Objectives We used the 1982 American College of Rheumatology (ACR), revised 1997 ACR and the 2012 Systemic Lupus International Collaborating Clinics (SLICC) criteria to estimate incidence of SLE in our predominantly white, population based cohort, from 1993-2005.

Methods An incident SLE case was defined as an individual who fulfilled either 4 out of 11, 1982 or revised 1997 ACR SLE classification criteria or who met ≥4 SLICC criteria (with at least 1 clinical and 1 laboratory) or had biopsy proven lupus nephritis with positive ANA or anti-dsDNA (SLICC) and who had been a resident of the county for at least 1 year prior to first physician diagnosis of SLE. The incidence date was the date of fulfillment of the fourth criterion. Cases with isolated cutaneous lupus, drug- induced lupus and overlap diseases were excluded. Overall incidence and prevalence was age- and sex-adjusted to the 2000 US white population.

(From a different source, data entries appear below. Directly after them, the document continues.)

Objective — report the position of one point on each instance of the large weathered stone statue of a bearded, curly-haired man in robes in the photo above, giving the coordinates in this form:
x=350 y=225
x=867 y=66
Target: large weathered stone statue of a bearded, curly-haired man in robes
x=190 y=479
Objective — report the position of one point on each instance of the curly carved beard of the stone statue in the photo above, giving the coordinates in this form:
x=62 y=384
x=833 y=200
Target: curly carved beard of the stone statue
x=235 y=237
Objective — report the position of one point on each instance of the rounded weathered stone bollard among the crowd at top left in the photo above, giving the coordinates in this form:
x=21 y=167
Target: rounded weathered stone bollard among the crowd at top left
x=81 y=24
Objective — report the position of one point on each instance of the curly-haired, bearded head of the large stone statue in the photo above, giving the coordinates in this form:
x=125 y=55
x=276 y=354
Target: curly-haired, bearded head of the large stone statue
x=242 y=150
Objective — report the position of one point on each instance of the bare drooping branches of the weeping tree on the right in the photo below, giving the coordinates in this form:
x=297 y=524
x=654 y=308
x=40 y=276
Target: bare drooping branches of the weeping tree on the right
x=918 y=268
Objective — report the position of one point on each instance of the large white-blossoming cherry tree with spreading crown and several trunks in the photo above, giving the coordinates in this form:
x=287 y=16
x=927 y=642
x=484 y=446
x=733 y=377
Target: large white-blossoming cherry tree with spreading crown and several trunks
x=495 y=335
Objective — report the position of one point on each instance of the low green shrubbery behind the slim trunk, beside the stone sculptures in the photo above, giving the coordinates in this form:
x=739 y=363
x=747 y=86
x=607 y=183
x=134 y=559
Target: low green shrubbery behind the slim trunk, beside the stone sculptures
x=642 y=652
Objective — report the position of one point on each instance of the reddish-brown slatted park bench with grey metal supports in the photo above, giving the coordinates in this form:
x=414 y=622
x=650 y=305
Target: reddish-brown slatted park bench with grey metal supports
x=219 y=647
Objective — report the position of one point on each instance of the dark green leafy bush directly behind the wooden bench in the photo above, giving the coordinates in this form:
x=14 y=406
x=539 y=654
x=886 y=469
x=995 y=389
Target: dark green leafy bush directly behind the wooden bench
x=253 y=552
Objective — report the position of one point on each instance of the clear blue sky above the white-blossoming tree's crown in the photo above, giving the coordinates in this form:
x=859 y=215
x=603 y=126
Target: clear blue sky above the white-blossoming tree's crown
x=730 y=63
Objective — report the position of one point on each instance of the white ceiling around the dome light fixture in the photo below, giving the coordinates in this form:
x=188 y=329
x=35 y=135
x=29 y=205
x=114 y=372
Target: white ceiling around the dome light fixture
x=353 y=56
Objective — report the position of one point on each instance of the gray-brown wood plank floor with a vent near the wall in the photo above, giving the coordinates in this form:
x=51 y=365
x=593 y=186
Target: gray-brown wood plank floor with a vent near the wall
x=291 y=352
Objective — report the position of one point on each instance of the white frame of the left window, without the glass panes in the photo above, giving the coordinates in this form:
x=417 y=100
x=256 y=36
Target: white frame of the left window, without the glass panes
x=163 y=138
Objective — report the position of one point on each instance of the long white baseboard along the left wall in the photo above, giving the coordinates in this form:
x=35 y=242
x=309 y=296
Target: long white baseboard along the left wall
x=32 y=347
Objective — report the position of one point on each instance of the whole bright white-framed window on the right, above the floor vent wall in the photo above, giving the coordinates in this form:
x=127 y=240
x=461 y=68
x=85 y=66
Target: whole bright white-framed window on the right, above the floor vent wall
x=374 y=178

Results There were 45 incident cases who met ACR (1982 and 1997) and SLICC criteria, 11 who met SLICC criteria only and one patient who met both SLICC and 1997 ACR but not 1982 ACR criteria. The age and sex adjusted incidence of SLE was higher at 3.6 per 100 000 by SLICC criteria than 2.9 per 100 000 by 1982 or 1997 ACR criteria, however this difference was not statistically significant (p=0.05, respectively). The incidence per 100000 in females was 5.8 by SLICC, 5.0 by 1982 ACR and 5.1 by 1997 ACR criteria (p=0.06); in men it was 1.02 per 100000 using SLICC and 0.5 by ACR 1982 and 1997 criteria (p=0.11). The average age of 42±17.6 years was not different in the SLICC cohort compared to 41±17.9 years in the 1982 and 1997 ACR cohort (p=0.24). The female to male ratio was 6:1 in patients fulfilling SLICC criteria and 10: 1 in those fulfilling ACR (1982 or 1997) however this did not reach statistical significance (p=0.06). The mean number of SLE criteria in the SLICC cohort were 5.3 (range 2-8) and 4.7 (range 4-7) in the ACR cohorts respectively.

Conclusions The 2012 SLICC criteria may be more sensitive than 1982 and revised 1997 ACR criteria in identifying patients with SLE however larger studies in diverse populations are needed to validate these findings.